Sufficient capacity on ‘open’ routes
Airlines proved highly sufficient in redirecting capacity and maintaining schedules where airspace remained open. The daily average of 32 flights to the Middle East, with Saudi Arabia seeing 13-23 daily flights, suggests that airlines effectively utilized available routes to serve the massive Bangladeshi expatriate worker population. US-Bangla Airlines, in particular, demonstrated agility by confirming resumption dates for affected UAE routes as soon as operational feasibility allowed .
Insufficient mitigation for ‘closed’ routes
However, for 7 closed nations, the airline response has been largely insufficient. The press releases from HSIA flight management sent through CAAB paint a grim picture of stranded passengers with no clear timeline for resumption. While major hubs like Dubai and Abu Dhabi remained closed until at least March 10 (with extensions beyond that), thousands of passengers bound for Kuwait, Qatar, and the UAE found themselves in limbo. The lack of alternative routing, given that flights to these destinations are predominantly direct, meant that cancellations were absolute, with no workaround available for travellers.

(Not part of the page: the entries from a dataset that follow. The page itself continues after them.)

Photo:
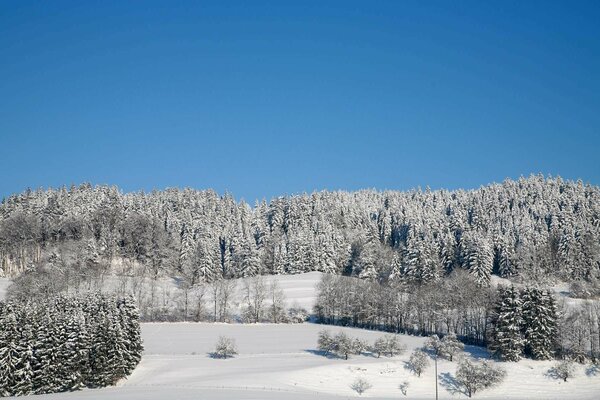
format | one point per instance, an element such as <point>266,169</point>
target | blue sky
<point>266,99</point>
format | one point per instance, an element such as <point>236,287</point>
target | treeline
<point>457,305</point>
<point>533,229</point>
<point>67,343</point>
<point>511,322</point>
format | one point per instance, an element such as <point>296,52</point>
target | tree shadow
<point>592,370</point>
<point>477,352</point>
<point>218,356</point>
<point>321,353</point>
<point>451,384</point>
<point>553,373</point>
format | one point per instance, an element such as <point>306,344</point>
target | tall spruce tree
<point>507,341</point>
<point>539,323</point>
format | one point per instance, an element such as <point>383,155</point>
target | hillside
<point>279,362</point>
<point>533,229</point>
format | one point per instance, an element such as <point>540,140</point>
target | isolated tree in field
<point>225,348</point>
<point>539,323</point>
<point>358,346</point>
<point>360,385</point>
<point>507,341</point>
<point>255,293</point>
<point>451,346</point>
<point>379,346</point>
<point>389,345</point>
<point>478,376</point>
<point>276,309</point>
<point>325,342</point>
<point>343,344</point>
<point>434,344</point>
<point>418,361</point>
<point>564,370</point>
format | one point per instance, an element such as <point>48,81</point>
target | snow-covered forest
<point>533,229</point>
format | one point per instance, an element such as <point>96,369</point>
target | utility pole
<point>436,377</point>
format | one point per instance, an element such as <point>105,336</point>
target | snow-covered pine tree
<point>507,341</point>
<point>9,351</point>
<point>539,323</point>
<point>129,320</point>
<point>477,256</point>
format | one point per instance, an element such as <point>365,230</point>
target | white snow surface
<point>280,362</point>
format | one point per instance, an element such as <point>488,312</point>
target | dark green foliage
<point>524,322</point>
<point>507,340</point>
<point>539,323</point>
<point>67,343</point>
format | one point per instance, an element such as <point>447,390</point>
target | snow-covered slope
<point>279,362</point>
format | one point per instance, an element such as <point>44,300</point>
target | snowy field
<point>280,362</point>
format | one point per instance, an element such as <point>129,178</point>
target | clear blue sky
<point>266,99</point>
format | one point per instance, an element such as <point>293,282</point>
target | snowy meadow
<point>282,361</point>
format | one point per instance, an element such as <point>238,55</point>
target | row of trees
<point>456,305</point>
<point>67,343</point>
<point>512,322</point>
<point>535,228</point>
<point>524,322</point>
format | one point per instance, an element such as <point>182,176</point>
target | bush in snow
<point>564,370</point>
<point>225,348</point>
<point>418,362</point>
<point>474,377</point>
<point>451,346</point>
<point>389,345</point>
<point>404,387</point>
<point>360,386</point>
<point>341,344</point>
<point>434,344</point>
<point>297,315</point>
<point>325,342</point>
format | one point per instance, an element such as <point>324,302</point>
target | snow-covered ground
<point>280,362</point>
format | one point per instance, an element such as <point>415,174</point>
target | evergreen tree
<point>507,341</point>
<point>539,323</point>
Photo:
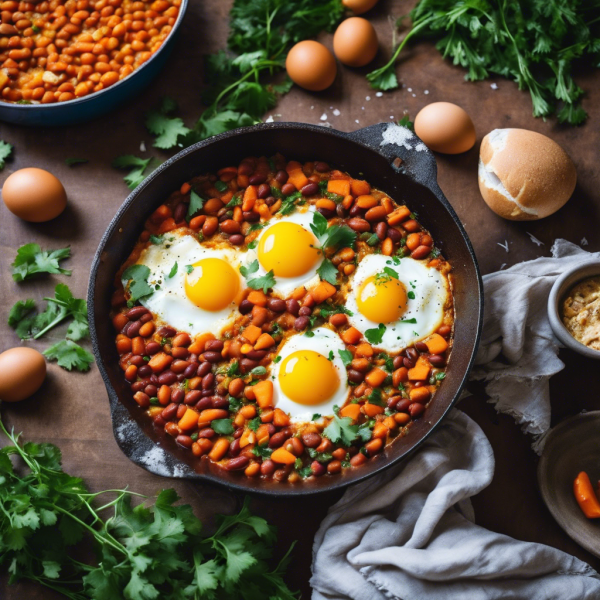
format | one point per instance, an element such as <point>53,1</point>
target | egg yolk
<point>382,299</point>
<point>308,377</point>
<point>288,250</point>
<point>212,285</point>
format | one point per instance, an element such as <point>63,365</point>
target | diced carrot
<point>280,419</point>
<point>322,291</point>
<point>420,372</point>
<point>189,420</point>
<point>350,410</point>
<point>351,335</point>
<point>339,186</point>
<point>436,344</point>
<point>167,225</point>
<point>250,197</point>
<point>372,409</point>
<point>257,297</point>
<point>263,391</point>
<point>364,349</point>
<point>159,362</point>
<point>375,377</point>
<point>360,188</point>
<point>264,341</point>
<point>252,333</point>
<point>282,456</point>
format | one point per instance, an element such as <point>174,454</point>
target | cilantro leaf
<point>135,277</point>
<point>375,336</point>
<point>31,259</point>
<point>69,355</point>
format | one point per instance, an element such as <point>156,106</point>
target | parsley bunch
<point>141,553</point>
<point>534,43</point>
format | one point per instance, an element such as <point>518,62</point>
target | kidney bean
<point>310,189</point>
<point>133,329</point>
<point>257,179</point>
<point>359,225</point>
<point>151,390</point>
<point>237,240</point>
<point>219,402</point>
<point>167,378</point>
<point>230,226</point>
<point>301,323</point>
<point>311,439</point>
<point>355,376</point>
<point>411,354</point>
<point>288,188</point>
<point>166,331</point>
<point>245,307</point>
<point>168,413</point>
<point>267,467</point>
<point>292,306</point>
<point>416,410</point>
<point>144,371</point>
<point>420,252</point>
<point>276,304</point>
<point>317,468</point>
<point>184,440</point>
<point>381,230</point>
<point>213,356</point>
<point>204,369</point>
<point>204,403</point>
<point>208,382</point>
<point>214,345</point>
<point>281,177</point>
<point>133,314</point>
<point>152,348</point>
<point>437,360</point>
<point>247,365</point>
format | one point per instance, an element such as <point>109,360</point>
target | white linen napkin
<point>518,352</point>
<point>409,534</point>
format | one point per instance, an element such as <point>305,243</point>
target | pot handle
<point>403,149</point>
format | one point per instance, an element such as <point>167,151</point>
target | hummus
<point>581,312</point>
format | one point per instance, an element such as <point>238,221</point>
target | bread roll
<point>524,175</point>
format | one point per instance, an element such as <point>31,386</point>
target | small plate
<point>572,447</point>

Potential effects, human and economic toll?
The dual reality of operation and cancellation carries severe potential effects.

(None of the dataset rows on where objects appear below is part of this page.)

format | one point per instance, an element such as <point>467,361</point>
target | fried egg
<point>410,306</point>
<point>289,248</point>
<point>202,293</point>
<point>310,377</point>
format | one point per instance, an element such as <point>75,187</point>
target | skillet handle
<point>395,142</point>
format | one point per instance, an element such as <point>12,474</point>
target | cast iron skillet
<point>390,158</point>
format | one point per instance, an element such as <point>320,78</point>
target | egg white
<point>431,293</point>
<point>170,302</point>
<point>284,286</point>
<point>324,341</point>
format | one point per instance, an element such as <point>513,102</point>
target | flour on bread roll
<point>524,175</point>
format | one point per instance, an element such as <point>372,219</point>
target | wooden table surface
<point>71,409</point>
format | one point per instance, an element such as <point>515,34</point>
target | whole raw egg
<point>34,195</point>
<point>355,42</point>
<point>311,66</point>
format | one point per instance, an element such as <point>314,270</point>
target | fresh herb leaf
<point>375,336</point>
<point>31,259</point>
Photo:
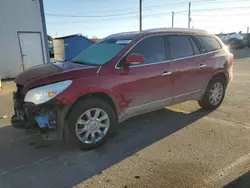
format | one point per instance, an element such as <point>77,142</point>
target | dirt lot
<point>180,146</point>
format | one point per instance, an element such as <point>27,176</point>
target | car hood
<point>54,72</point>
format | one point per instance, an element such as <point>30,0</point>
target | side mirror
<point>134,59</point>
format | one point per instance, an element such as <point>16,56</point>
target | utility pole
<point>189,14</point>
<point>140,15</point>
<point>172,19</point>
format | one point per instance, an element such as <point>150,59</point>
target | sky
<point>101,18</point>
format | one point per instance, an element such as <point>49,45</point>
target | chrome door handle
<point>166,73</point>
<point>202,65</point>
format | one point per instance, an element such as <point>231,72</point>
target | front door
<point>147,86</point>
<point>185,63</point>
<point>31,49</point>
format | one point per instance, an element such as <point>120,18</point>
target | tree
<point>95,39</point>
<point>50,39</point>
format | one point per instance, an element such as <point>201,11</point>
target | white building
<point>23,36</point>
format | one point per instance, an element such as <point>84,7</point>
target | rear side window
<point>152,49</point>
<point>179,46</point>
<point>209,44</point>
<point>195,47</point>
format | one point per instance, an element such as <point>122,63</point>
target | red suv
<point>123,75</point>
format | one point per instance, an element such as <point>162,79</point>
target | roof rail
<point>174,29</point>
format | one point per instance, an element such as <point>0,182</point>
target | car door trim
<point>155,105</point>
<point>167,61</point>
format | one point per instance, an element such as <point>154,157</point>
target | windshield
<point>98,54</point>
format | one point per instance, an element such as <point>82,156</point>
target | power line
<point>87,16</point>
<point>134,10</point>
<point>215,9</point>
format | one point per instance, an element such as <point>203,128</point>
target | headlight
<point>45,93</point>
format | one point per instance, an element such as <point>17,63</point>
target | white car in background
<point>233,40</point>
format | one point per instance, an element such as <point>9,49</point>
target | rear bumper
<point>48,118</point>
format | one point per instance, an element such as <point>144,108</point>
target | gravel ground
<point>179,146</point>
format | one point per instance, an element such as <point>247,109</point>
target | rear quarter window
<point>209,44</point>
<point>179,46</point>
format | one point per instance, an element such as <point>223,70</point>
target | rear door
<point>207,62</point>
<point>184,55</point>
<point>31,49</point>
<point>149,85</point>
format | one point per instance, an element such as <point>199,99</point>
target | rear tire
<point>214,94</point>
<point>82,118</point>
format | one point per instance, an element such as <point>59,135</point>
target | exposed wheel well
<point>99,95</point>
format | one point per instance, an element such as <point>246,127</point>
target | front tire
<point>214,94</point>
<point>90,123</point>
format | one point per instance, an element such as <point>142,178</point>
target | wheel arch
<point>222,75</point>
<point>100,95</point>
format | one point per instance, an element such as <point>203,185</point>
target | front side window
<point>102,52</point>
<point>179,46</point>
<point>209,43</point>
<point>151,48</point>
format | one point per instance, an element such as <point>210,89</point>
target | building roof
<point>167,29</point>
<point>68,36</point>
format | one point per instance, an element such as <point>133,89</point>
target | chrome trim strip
<point>99,69</point>
<point>166,73</point>
<point>191,92</point>
<point>167,61</point>
<point>164,99</point>
<point>139,106</point>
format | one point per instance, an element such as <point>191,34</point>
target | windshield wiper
<point>83,63</point>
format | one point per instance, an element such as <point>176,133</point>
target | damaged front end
<point>46,118</point>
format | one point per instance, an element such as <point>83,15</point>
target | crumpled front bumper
<point>49,117</point>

Stranded migrant workers and fiscal impact
The most immediate effect is on the millions of Bangladeshi migrant workers who form the backbone of the Gulf economies. With the UAE, Qatar, and Kuwait closed, workers on fixed-term contracts or emergency leave face job insecurity and financial losses. The sudden cancellations have left hundreds stranded at airports, incurring accommodation costs and lost wages.
Airline revenue loss
For Gulf carriers like Emirates, Qatar Airways, and Kuwait Airways, who operate multiple daily wide-body flights from Dhaka, the grounding represents millions of dollars in lost revenue. Dhaka is one of the busiest routes in their networks; a two-week hiatus creates a significant financial dent.
Market share shift
The crisis is reshaping the competitive landscape. While Biman Bangladesh Airlines adopted a ‘cautious stance’ by suspending routes to Doha, Sharjah, and Kuwait, private carriers like US-Bangla moved to resume operations resolutely. If the airspace closures persist, a permanent shift may be seen in market share away from the affected Gulf carriers toward airlines based in Saudi Arabia, Oman, or even Turkish airlines offering connecting services.
The crisis erodes passenger trust. As noted by Biman, travellers on cancelled flights are entitled to rerouting or refunds. However, the ‘act of war’ or ‘other’ cause classifications often exempt airlines from paying compensation, leaving passengers with only the bare minimum of care and eroding long-term brand loyalty for the affected carriers.